Dans ce contexte l’Etat tangue comme un bateau ivre : accusé de trop exister quand il gêne une redistribution des richesses qui pourtant n’arrive jamais, il est loué par ceux-là même qui le dénigrent quand, tel un Robin des Bois inversé, il soutient le système en place et accepte d’être le bon ou mauvais élève d’agences de notation stipendiées par les milieux bancaires. Position schizophrénique dans la mesure où son rôle se borne de plus en plus à gérer les dégâts d’une économie paupérisante qui explique largement des finances publiques de plus en plus dégradées et ingérables. Le serpent se mord encore une fois la queue, mais l’idéologie a pour elle sa force intrinsèque, prétendument objective, qui est de n’avoir jamais tort. N’est-ce pas la définition même de l’idéologie ?

Les exemples historiques ne manquent pas depuis deux cents ans, mais comme l’histoire n’est plus guère - et pour cause - au centre du programme éducatif, qui s’en souvient ? Libéralisme du discours et toujours plus de réglementation, parfois liberticide : la victoire de Hayek et la revanche de Staline ! Le tout sur fond de destruction des classes moyennes que l’on sait aptes à prendre le flambeau de la contestation, parce que moins dans les besoins élémentaires et munies d’un minimum de culture politique.

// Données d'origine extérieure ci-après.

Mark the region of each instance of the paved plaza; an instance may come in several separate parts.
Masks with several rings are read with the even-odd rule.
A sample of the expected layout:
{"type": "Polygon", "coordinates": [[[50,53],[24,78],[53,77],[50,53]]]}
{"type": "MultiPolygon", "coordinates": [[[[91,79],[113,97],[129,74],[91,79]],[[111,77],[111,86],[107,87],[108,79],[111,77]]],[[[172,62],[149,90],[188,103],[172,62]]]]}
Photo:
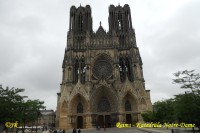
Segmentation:
{"type": "MultiPolygon", "coordinates": [[[[69,130],[66,133],[72,133],[72,130],[69,130]]],[[[102,128],[100,129],[100,131],[96,129],[82,129],[81,133],[147,133],[147,132],[137,130],[136,128],[107,128],[105,131],[102,128]]]]}

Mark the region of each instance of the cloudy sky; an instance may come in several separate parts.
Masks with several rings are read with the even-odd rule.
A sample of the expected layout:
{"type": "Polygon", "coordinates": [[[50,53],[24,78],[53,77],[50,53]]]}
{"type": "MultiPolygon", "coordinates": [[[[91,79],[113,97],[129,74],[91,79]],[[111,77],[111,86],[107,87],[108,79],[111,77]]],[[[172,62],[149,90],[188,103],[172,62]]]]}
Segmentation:
{"type": "Polygon", "coordinates": [[[56,109],[69,10],[91,5],[93,29],[108,30],[110,4],[129,4],[152,103],[183,92],[178,70],[200,72],[199,0],[0,0],[0,84],[56,109]]]}

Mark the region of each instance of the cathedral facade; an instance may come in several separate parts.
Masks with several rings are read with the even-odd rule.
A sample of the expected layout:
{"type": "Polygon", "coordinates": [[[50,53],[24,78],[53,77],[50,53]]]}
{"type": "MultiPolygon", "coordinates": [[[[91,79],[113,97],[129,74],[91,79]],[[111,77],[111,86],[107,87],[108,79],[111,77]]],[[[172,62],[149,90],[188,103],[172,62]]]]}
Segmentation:
{"type": "Polygon", "coordinates": [[[57,93],[59,129],[114,127],[152,110],[129,5],[109,6],[109,31],[92,26],[91,7],[72,6],[57,93]]]}

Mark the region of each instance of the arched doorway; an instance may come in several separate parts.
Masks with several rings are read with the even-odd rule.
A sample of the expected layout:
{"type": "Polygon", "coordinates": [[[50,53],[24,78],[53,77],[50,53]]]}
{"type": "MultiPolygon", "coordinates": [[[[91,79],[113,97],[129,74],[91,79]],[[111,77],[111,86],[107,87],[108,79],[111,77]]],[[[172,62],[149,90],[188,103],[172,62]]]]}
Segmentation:
{"type": "Polygon", "coordinates": [[[77,128],[83,128],[83,117],[82,116],[77,117],[77,128]]]}
{"type": "Polygon", "coordinates": [[[111,117],[110,117],[110,115],[105,116],[105,127],[106,128],[111,127],[111,117]]]}
{"type": "Polygon", "coordinates": [[[103,116],[103,115],[99,115],[99,116],[98,116],[97,124],[98,124],[98,126],[100,126],[101,128],[104,127],[104,116],[103,116]]]}
{"type": "Polygon", "coordinates": [[[126,124],[132,124],[131,114],[126,114],[126,124]]]}

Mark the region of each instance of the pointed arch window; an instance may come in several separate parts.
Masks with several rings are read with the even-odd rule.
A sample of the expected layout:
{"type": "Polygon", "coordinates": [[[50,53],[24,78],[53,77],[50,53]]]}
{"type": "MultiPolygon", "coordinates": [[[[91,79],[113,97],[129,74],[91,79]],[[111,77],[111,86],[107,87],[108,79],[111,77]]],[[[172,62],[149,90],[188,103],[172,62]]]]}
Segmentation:
{"type": "Polygon", "coordinates": [[[126,57],[125,63],[126,63],[126,68],[127,68],[127,71],[126,71],[127,77],[129,81],[133,81],[133,71],[132,71],[130,59],[128,57],[126,57]]]}
{"type": "Polygon", "coordinates": [[[85,83],[85,72],[86,72],[86,66],[85,66],[85,59],[84,57],[81,58],[81,62],[80,62],[80,81],[82,84],[85,83]]]}
{"type": "Polygon", "coordinates": [[[111,110],[111,108],[110,108],[110,103],[109,103],[108,99],[105,96],[101,97],[99,104],[98,104],[97,111],[98,112],[109,112],[110,110],[111,110]]]}
{"type": "Polygon", "coordinates": [[[77,113],[83,113],[83,105],[81,102],[79,102],[77,105],[77,113]]]}
{"type": "Polygon", "coordinates": [[[82,15],[82,12],[80,12],[80,14],[79,14],[78,24],[79,24],[79,31],[82,32],[83,31],[83,15],[82,15]]]}
{"type": "Polygon", "coordinates": [[[125,111],[131,111],[131,104],[128,100],[125,102],[125,111]]]}
{"type": "Polygon", "coordinates": [[[74,63],[74,72],[73,72],[73,79],[74,79],[74,83],[76,84],[78,82],[78,74],[79,74],[79,61],[78,59],[75,59],[75,63],[74,63]]]}
{"type": "Polygon", "coordinates": [[[120,80],[121,82],[124,82],[126,80],[126,68],[123,57],[119,58],[119,71],[120,71],[120,80]]]}

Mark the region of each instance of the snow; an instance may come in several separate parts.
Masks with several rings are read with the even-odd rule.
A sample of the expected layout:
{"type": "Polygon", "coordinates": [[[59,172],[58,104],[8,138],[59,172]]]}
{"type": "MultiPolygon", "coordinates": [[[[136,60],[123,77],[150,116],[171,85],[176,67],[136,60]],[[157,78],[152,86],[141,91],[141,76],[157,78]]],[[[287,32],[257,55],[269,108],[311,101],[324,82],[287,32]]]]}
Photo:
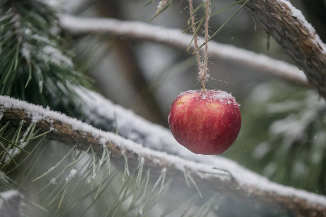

Dans ces conditions, aller voter comporte le risque du blanc seing et, de la Gauche à la Droite dites républicaines, l’appartenance à un même moule idéologique global est si patent que le corps social ne peut que continuer à faire les frais d’une pseudo alternance. Quant aux extrémités politiques, l’historien et universitaire que je suis n’apprécie guère l’inévitable chasse aux intellectuels qui s’en suivrait. La démocratie représentative telle qu’exercée aujourd’hui n’apparaît donc bien plus que comme oligarchie. Le « a voté » des élections sonne comme une guillotine de la conscience politique, au sens noble - sans mauvais jeu de mots - du terme. Le tirage au sort, façon ancienne Athènes, réclamé par certains m’oblige à rappeler que la Cité démocratique tient plus du fantasme que de la réalité historique. Et il est vrai que sans contrôle le peuple peut vite devenir populace.

Reste le Couronnement de la démocratie, à condition que le roi exerce un véritable rôle d’arbitre entre les forces constitutives du corps social et politique. Que la monarchie soit garante de la République née du contrat social et le dépôt de bulletin dans l’urne retrouvera sa finalité essentielle.

Le défi est immense, mais ne mourons-nous pas d’un déficit d’utopie ? Il y a encore des Bastilles à prendre, comme le titrait notre journal à l’occasion du Bicentenaire. Parmi elles, la fin des petits maîtres, à laquelle nous a conviés Bertrand Renouvin, sonne aujourd’hui comme une nécessité. Avec quels moyens ? J’avoue ne pas savoir, mais l’urgence est là, au risque d’un éclatement social dont les effets risquent d’être dévastateurs.